Strong PAC spending proves Legislature can be bought.
Apparently, the cost of winning an election in Kansas is suffering from a bad case of inflation.
With an outspoken desire to rid Topeka of legislators who didn't march in lockstep with Gov. Sam Brownback's aggressive economic and social experiment for Kansas, outside groups answered the governor's call with buckets of cash. That, in turn, brought out additional money from groups who sought to keep moderates in office.
The result was that the 2012 primary election resembled something more like a shopping spree than a free election.

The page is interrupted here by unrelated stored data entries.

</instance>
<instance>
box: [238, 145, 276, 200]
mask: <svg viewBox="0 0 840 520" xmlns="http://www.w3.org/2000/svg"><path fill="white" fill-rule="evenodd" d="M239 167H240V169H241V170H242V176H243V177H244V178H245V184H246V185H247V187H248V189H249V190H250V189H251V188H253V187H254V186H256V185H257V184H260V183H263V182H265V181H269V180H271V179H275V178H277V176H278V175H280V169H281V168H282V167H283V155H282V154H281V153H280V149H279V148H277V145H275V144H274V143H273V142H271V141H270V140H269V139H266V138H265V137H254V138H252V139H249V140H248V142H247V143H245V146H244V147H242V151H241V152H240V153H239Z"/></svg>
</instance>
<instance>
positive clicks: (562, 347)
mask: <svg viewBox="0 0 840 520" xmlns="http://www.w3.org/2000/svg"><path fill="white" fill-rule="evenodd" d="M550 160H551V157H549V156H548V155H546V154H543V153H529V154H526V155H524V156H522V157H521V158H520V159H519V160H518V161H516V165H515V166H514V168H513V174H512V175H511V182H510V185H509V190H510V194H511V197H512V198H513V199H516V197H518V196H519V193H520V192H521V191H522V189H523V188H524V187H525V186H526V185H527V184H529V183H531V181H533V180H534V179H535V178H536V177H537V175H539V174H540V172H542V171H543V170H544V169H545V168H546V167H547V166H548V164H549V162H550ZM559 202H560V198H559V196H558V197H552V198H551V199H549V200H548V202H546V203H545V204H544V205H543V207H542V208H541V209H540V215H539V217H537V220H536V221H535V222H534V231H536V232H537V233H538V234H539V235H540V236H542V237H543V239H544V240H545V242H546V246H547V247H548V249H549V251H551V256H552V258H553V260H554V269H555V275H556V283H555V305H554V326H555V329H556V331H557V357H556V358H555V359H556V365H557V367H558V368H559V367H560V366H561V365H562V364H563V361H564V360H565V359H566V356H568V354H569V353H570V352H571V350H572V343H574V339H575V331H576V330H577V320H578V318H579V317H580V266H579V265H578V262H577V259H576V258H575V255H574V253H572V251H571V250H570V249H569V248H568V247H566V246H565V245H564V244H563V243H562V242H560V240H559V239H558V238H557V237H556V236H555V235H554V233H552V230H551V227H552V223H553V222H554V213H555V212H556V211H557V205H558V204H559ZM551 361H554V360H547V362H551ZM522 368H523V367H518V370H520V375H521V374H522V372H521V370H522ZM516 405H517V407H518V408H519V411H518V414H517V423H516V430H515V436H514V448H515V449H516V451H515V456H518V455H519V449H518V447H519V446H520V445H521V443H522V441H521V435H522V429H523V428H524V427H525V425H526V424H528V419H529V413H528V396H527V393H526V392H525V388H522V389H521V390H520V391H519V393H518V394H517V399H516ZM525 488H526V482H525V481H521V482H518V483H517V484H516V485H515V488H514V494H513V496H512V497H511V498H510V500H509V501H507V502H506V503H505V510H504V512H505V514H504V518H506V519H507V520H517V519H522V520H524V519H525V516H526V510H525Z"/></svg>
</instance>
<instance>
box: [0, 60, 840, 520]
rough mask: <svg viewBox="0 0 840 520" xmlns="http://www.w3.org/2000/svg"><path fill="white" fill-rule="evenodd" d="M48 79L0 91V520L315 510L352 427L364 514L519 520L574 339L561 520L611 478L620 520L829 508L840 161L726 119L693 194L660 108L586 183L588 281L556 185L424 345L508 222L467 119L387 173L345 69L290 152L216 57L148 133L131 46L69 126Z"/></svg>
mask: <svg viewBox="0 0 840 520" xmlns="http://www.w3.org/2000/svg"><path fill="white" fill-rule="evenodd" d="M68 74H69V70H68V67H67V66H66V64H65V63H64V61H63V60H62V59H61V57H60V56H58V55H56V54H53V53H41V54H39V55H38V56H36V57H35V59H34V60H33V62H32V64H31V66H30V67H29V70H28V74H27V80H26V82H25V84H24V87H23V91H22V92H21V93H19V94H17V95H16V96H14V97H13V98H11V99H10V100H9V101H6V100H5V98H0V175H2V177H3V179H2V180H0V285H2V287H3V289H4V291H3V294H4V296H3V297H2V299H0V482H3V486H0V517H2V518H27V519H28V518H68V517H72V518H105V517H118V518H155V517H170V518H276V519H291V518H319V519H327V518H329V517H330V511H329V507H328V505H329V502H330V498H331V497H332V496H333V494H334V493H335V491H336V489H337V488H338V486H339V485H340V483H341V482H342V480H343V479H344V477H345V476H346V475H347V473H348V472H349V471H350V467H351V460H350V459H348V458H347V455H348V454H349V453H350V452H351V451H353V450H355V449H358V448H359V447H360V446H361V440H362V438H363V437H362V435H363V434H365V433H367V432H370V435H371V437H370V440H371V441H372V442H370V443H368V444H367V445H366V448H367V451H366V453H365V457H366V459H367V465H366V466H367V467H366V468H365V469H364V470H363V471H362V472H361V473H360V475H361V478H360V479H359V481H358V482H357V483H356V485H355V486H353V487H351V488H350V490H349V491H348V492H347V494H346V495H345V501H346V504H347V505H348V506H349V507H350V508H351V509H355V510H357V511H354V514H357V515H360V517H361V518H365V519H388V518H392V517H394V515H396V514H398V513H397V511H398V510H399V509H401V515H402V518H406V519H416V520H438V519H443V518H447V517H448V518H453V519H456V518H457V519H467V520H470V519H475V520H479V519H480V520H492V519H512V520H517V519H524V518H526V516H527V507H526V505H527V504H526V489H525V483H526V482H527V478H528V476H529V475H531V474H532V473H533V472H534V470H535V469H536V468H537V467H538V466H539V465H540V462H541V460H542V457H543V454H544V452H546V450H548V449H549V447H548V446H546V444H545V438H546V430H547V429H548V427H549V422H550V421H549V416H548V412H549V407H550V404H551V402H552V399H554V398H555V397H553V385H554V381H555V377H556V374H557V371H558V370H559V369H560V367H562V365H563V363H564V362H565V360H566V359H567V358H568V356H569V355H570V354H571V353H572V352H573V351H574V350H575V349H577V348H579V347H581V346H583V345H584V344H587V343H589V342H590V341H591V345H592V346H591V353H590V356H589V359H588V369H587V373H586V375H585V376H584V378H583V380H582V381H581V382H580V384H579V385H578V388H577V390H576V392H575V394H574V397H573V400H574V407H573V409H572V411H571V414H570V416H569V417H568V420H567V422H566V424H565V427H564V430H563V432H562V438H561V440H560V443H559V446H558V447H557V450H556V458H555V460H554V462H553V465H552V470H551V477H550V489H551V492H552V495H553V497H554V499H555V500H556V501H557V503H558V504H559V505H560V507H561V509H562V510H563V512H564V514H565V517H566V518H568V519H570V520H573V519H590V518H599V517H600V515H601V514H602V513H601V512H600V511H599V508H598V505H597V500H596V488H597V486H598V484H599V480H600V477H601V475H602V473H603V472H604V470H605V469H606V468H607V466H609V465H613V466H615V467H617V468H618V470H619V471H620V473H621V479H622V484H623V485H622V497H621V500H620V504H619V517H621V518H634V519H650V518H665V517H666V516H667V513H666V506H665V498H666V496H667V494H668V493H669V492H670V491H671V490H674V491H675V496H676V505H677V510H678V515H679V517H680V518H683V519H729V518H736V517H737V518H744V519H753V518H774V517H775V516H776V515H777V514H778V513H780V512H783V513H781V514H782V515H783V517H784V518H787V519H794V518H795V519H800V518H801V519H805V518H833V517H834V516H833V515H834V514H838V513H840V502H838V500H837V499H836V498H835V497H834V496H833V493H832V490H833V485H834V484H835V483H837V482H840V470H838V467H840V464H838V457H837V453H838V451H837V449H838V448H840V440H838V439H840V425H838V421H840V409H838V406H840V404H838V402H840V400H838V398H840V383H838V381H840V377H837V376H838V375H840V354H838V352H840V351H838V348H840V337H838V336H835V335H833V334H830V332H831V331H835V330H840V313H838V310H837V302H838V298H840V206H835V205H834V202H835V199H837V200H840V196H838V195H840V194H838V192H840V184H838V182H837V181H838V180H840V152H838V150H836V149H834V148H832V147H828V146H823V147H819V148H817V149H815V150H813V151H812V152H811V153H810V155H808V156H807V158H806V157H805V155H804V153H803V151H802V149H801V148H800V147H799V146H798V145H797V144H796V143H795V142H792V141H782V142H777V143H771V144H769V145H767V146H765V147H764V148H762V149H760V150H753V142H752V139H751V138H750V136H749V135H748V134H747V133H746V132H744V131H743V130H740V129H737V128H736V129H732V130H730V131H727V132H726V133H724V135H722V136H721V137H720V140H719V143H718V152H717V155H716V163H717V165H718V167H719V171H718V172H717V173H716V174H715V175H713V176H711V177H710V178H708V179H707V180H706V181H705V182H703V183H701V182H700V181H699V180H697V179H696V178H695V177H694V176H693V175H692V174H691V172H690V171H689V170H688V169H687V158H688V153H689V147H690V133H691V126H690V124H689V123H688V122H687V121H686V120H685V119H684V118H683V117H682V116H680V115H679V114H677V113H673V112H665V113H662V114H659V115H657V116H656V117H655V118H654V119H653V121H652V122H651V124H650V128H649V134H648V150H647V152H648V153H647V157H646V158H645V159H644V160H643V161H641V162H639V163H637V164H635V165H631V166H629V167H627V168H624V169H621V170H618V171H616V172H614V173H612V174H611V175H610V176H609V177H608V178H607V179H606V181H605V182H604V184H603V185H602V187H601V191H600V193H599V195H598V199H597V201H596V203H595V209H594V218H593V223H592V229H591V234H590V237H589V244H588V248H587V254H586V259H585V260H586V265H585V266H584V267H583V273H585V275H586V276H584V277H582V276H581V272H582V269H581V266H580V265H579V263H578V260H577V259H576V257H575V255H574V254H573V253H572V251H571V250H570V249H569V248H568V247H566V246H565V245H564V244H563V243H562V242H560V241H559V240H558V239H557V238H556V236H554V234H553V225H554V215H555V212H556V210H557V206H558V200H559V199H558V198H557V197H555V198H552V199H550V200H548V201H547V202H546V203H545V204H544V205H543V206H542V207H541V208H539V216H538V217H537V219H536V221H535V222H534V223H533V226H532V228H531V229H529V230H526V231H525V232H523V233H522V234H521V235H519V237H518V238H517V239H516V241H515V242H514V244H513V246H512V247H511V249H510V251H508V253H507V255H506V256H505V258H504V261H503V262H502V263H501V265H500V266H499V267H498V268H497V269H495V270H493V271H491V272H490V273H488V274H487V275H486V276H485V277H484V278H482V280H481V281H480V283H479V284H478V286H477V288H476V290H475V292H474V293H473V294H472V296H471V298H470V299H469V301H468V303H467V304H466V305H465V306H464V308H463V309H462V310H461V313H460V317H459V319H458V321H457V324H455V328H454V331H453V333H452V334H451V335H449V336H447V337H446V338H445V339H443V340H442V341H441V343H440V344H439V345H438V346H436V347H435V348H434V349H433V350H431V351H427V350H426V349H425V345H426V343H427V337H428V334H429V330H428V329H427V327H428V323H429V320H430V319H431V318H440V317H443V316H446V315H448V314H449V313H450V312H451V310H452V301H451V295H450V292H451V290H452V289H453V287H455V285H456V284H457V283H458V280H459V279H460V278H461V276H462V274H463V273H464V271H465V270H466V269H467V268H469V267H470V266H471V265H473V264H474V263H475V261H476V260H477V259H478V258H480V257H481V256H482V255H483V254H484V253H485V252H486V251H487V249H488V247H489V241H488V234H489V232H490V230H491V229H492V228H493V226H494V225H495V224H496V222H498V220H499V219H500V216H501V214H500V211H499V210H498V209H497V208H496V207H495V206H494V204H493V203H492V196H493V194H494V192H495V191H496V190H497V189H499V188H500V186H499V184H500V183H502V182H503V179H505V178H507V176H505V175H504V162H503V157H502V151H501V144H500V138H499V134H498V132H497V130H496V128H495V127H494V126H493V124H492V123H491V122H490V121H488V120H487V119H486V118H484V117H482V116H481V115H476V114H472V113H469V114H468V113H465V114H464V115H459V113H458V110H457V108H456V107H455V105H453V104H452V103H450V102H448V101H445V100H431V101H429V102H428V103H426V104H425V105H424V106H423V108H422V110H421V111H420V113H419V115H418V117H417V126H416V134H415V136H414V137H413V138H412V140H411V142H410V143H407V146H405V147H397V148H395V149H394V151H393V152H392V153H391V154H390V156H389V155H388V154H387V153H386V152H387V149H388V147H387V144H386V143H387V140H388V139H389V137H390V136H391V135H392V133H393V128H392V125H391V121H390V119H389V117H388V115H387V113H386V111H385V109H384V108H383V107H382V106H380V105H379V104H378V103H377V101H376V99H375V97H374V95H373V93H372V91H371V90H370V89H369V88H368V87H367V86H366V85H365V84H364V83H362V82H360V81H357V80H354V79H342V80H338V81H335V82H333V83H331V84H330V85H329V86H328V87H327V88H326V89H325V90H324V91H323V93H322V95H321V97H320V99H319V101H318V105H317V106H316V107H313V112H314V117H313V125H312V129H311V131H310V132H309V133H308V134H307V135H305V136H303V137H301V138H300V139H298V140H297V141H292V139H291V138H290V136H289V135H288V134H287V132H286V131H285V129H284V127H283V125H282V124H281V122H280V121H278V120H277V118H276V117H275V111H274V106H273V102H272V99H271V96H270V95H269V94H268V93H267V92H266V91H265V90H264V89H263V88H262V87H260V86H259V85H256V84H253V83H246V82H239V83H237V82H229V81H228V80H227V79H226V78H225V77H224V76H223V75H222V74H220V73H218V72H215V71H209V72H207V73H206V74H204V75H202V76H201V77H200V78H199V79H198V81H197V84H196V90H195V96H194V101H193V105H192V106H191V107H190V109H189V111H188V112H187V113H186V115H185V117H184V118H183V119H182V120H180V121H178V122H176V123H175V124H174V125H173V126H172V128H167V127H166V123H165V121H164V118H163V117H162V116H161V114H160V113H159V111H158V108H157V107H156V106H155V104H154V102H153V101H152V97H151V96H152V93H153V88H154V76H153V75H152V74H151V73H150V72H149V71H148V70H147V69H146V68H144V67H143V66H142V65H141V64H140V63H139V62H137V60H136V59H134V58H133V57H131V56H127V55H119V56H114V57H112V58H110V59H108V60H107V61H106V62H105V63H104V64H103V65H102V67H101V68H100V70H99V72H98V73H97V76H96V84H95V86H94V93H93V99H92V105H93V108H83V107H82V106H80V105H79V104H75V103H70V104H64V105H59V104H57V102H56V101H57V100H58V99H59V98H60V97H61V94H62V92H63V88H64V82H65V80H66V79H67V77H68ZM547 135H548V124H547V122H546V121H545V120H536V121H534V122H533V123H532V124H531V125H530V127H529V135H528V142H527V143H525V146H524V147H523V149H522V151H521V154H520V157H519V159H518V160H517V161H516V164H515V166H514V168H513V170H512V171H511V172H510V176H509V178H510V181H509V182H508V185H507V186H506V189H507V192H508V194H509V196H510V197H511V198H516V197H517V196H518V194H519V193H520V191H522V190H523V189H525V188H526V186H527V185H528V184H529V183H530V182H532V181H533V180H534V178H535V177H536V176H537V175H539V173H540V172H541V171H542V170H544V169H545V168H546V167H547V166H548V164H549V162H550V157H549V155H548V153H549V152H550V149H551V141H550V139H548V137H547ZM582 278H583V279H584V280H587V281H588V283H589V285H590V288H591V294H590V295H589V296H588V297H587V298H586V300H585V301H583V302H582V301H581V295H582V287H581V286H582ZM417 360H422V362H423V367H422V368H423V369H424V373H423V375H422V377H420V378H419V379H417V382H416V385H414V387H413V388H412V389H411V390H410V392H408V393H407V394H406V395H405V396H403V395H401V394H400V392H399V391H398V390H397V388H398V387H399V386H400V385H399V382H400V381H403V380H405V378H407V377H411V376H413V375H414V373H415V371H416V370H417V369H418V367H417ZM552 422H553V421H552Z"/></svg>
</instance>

A Kansas Governmental Ethics report found that political action committee spending on Kansas elections increased exponentially this year from 2008. Since the beginning of 2012, PAC spending in Kansas reached $2,135,220. Last minute spending by PACS, which came after the official reporting deadline, surged to $798,000 — a nearly six-fold increase over the $134,162 spent during the same period in 2008.
The leader in PAC spending was the Kansas Chamber of Commerce, with $675,709 spent since Jan. 1. In addition to PAC money, candidates for the House and Senate collectively raised $3.9 million during the campaign season.
While that is a staggering amount of money for groups to spend on what should be public service, it doesn't include the untold — and unknowable — amount of money spent by non-profit issue groups such as Americans For Prosperity.
Such groups aren't required to report their involvement in political races and insist they use their money to inform voters about issues rather than to alter elections. Yet such groups frequently point out which candidates align with their policy positions and encourage voters to "thank" or support them.
Kansans should be concerned that special interest groups hold such interest in who wins a part-time legislative job in Topeka. The message from PACs and non-profit groups is that with enough money the Legislature can be purchased and remit payment in the way of favorable legislation. ...
In the future, legitimate political candidates likely will find it difficult to stand against the blitzkrieg of even a weak opponent who has the backing of a well-financed non-profit group or PAC willing to spend countless dollars on its financiers' behalf.